The new computing curriculum aims to make all Britain’s schoolchildren into computer coders, with a hands-on approach to coding as… Read more
From September 2014, the new school curriculum replaces ICT with the subject of Computing and will ensure that children from 5 years upwards will be taught how to design, write and develop their own computer programs and how to store and retrieve data. Coding will be taught to 11-14 year olds and pupils will learn not just how a computer works, but how to make it work for them.
Like any language, the younger you are when you start to learn, the easier it is to absorb and the best coders all started when they were children. Many in the technology sector believe a revolution in teaching computer programming to children is essential to ensure a generation of “digital natives” able to compete with the rest of the world. Many believe there will be other educational benefits too; rather like learning an instrument or a language, it could help children think logically and creatively.
Back in September 2014, the BBC announced a new wide range of content to be made available across Bitesize, CBBC and CBeebies to support teachers as they get to grips with this new curriculum. Content will include television programmes, resources and games, all carefully designed to appeal to children. This will form an early part of the BBC’s Make It Digital initiative.
The Doctor and the Dalek is a new game on CBBC in which the Doctor is thrown into a dangerous quest with his greatest enemy in a new, stand-alone story. A range of puzzles are featured throughout the game, where players must take control of the Dalek and program it to ‘power up’ its ability to perform a range of tasks, such as flying. The game has been specially designed to inspire children to get creative with coding, digital technology and programming. The BBC say “The puzzles are linked to the new computing curriculum and are designed to allow children across the UK to pick up core programming principles as they play. Several key stage 2 and 3 curriculum points – such as combining instructions to accomplish a given goal, using variables to alter behaviour, repetition and loops, and logical reasoning – are seamlessly integrated into the gameplay”.

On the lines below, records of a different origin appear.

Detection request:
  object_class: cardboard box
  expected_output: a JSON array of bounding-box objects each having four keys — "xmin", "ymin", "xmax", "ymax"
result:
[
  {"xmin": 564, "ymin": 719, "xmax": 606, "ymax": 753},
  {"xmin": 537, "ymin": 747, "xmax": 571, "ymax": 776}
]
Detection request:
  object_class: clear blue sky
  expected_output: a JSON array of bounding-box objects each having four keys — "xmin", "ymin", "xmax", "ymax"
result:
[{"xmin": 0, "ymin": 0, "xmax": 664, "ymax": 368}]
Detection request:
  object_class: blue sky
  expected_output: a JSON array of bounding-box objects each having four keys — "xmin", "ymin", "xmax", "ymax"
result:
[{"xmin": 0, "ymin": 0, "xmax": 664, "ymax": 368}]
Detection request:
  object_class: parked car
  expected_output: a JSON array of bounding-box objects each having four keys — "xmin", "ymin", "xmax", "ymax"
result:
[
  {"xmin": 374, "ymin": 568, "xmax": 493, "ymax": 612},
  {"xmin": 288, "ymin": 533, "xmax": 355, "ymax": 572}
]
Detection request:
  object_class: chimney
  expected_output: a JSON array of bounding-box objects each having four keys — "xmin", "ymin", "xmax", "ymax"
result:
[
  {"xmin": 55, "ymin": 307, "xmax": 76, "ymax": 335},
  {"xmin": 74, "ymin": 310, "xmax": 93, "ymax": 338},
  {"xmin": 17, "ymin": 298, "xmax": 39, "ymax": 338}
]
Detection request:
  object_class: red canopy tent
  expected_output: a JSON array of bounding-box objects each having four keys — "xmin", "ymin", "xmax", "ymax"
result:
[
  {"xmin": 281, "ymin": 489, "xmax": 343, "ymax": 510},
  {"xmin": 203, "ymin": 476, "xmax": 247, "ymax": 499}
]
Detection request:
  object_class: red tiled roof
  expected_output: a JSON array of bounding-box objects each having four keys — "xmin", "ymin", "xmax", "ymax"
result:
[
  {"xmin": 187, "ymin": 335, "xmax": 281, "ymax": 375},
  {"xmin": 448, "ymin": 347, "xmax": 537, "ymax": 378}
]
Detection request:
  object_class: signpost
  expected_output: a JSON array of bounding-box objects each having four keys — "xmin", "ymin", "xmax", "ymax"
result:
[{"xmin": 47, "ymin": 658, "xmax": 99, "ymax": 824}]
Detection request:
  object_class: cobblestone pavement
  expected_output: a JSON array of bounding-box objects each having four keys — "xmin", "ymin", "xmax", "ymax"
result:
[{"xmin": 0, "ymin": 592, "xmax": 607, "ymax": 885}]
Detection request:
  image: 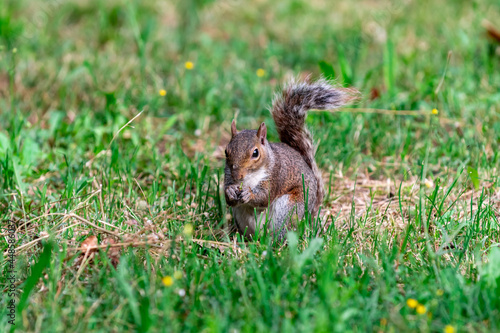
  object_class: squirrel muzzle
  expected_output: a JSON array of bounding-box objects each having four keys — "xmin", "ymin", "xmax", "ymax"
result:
[{"xmin": 231, "ymin": 169, "xmax": 246, "ymax": 181}]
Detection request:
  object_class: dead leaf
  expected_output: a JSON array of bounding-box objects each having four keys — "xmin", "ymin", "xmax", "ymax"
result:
[
  {"xmin": 80, "ymin": 236, "xmax": 97, "ymax": 254},
  {"xmin": 102, "ymin": 238, "xmax": 121, "ymax": 268}
]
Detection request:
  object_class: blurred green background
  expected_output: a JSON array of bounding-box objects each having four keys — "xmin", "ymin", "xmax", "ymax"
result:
[{"xmin": 0, "ymin": 0, "xmax": 500, "ymax": 333}]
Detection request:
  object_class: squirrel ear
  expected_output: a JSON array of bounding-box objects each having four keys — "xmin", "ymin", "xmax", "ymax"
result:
[
  {"xmin": 257, "ymin": 123, "xmax": 267, "ymax": 144},
  {"xmin": 231, "ymin": 119, "xmax": 238, "ymax": 137}
]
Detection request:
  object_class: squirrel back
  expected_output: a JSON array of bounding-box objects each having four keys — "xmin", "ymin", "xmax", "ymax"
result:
[{"xmin": 271, "ymin": 79, "xmax": 357, "ymax": 213}]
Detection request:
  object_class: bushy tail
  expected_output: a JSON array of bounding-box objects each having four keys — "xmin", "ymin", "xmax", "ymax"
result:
[{"xmin": 271, "ymin": 79, "xmax": 358, "ymax": 212}]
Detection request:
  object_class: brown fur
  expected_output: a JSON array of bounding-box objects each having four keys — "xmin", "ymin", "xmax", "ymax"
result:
[{"xmin": 224, "ymin": 80, "xmax": 355, "ymax": 238}]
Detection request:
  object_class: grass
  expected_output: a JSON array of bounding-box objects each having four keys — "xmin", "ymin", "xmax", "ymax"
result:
[{"xmin": 0, "ymin": 0, "xmax": 500, "ymax": 332}]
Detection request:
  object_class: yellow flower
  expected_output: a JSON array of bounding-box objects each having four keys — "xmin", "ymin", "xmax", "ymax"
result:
[
  {"xmin": 417, "ymin": 304, "xmax": 427, "ymax": 314},
  {"xmin": 161, "ymin": 275, "xmax": 174, "ymax": 287},
  {"xmin": 182, "ymin": 223, "xmax": 194, "ymax": 236},
  {"xmin": 174, "ymin": 271, "xmax": 182, "ymax": 280},
  {"xmin": 406, "ymin": 298, "xmax": 418, "ymax": 309},
  {"xmin": 444, "ymin": 325, "xmax": 457, "ymax": 333}
]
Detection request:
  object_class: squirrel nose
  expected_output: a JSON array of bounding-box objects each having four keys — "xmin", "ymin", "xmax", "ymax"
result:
[{"xmin": 232, "ymin": 169, "xmax": 245, "ymax": 180}]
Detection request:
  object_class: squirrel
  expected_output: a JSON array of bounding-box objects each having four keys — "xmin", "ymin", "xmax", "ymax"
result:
[{"xmin": 224, "ymin": 79, "xmax": 357, "ymax": 240}]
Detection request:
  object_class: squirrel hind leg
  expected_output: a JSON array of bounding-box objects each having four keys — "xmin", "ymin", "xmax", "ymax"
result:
[{"xmin": 269, "ymin": 194, "xmax": 304, "ymax": 243}]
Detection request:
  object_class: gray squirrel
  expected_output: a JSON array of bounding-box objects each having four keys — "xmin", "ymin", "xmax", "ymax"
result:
[{"xmin": 224, "ymin": 79, "xmax": 357, "ymax": 240}]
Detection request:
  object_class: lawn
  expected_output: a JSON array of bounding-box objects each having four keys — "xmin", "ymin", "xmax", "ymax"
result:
[{"xmin": 0, "ymin": 0, "xmax": 500, "ymax": 333}]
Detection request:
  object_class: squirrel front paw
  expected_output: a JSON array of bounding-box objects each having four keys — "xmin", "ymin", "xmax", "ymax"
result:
[
  {"xmin": 226, "ymin": 185, "xmax": 241, "ymax": 201},
  {"xmin": 240, "ymin": 187, "xmax": 253, "ymax": 203}
]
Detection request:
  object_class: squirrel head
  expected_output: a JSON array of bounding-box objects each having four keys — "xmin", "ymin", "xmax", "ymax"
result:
[{"xmin": 226, "ymin": 120, "xmax": 269, "ymax": 181}]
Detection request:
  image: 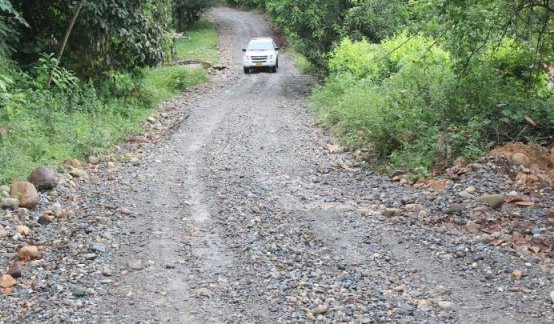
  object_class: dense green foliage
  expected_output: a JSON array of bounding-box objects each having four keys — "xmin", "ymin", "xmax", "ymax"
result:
[
  {"xmin": 173, "ymin": 0, "xmax": 216, "ymax": 30},
  {"xmin": 0, "ymin": 0, "xmax": 217, "ymax": 183},
  {"xmin": 236, "ymin": 0, "xmax": 554, "ymax": 174}
]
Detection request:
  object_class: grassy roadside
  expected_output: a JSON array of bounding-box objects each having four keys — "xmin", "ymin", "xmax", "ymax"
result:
[{"xmin": 0, "ymin": 19, "xmax": 219, "ymax": 184}]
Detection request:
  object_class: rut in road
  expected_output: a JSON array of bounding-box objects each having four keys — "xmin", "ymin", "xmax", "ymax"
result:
[{"xmin": 91, "ymin": 8, "xmax": 548, "ymax": 323}]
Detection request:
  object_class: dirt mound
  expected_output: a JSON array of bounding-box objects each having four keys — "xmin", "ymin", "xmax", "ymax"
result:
[{"xmin": 488, "ymin": 143, "xmax": 554, "ymax": 185}]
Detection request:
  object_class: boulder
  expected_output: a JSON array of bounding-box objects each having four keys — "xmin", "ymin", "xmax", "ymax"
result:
[
  {"xmin": 10, "ymin": 181, "xmax": 38, "ymax": 208},
  {"xmin": 511, "ymin": 152, "xmax": 531, "ymax": 168},
  {"xmin": 28, "ymin": 166, "xmax": 58, "ymax": 190},
  {"xmin": 477, "ymin": 194, "xmax": 504, "ymax": 209},
  {"xmin": 0, "ymin": 198, "xmax": 19, "ymax": 209}
]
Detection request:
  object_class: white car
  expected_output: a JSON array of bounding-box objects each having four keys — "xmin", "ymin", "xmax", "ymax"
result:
[{"xmin": 242, "ymin": 37, "xmax": 279, "ymax": 74}]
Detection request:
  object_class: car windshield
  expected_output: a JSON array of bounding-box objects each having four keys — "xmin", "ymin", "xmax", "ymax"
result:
[{"xmin": 246, "ymin": 42, "xmax": 273, "ymax": 51}]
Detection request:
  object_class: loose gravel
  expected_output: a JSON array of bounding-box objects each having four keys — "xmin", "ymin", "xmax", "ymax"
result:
[{"xmin": 0, "ymin": 8, "xmax": 554, "ymax": 323}]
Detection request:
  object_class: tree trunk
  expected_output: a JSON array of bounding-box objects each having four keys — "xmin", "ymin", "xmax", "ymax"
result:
[{"xmin": 46, "ymin": 0, "xmax": 85, "ymax": 88}]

The game is available on CBBC and resources to accompany the game will be available from BBC Learning at bbc.co.uk/schoolscomputing
There are also a number of programmes which can be used as resource material to support the curriculum:
Technobabble, CBBC, available through www.bbc.co.uk/cbbc features future tech and ‘all the latest from the world of apps,gaming and all thingsdigital”. It also aims to encourage children to expand their computer skills and knowledge, and features imput from well known You Tube video bloggers.
Appsolute Genius, Tuesdays CBBC, and available through www.cbbc.uk presented by children’s favourites, Dick and Dom, this series takes a look at geniuses whose “ideas, creations and discoveries have shaped the world of coding, computer programming and gaming. There will also be an exclusive competition for viewers to design their own app. The winning entry will be released nationwide.
Nina and the Neurons Go Digital CBeebies, available on www.bbc.co.uk/cbeebies, a series for younger viewers looking at how technological innovations, apps and games might affect their lives in the future.
Finally, as mentioned in previous posts, mathematics and logic also feature heavily in episodes of The Simpsons (Channel 4) and clips from certain episodes could be used to inspire interest.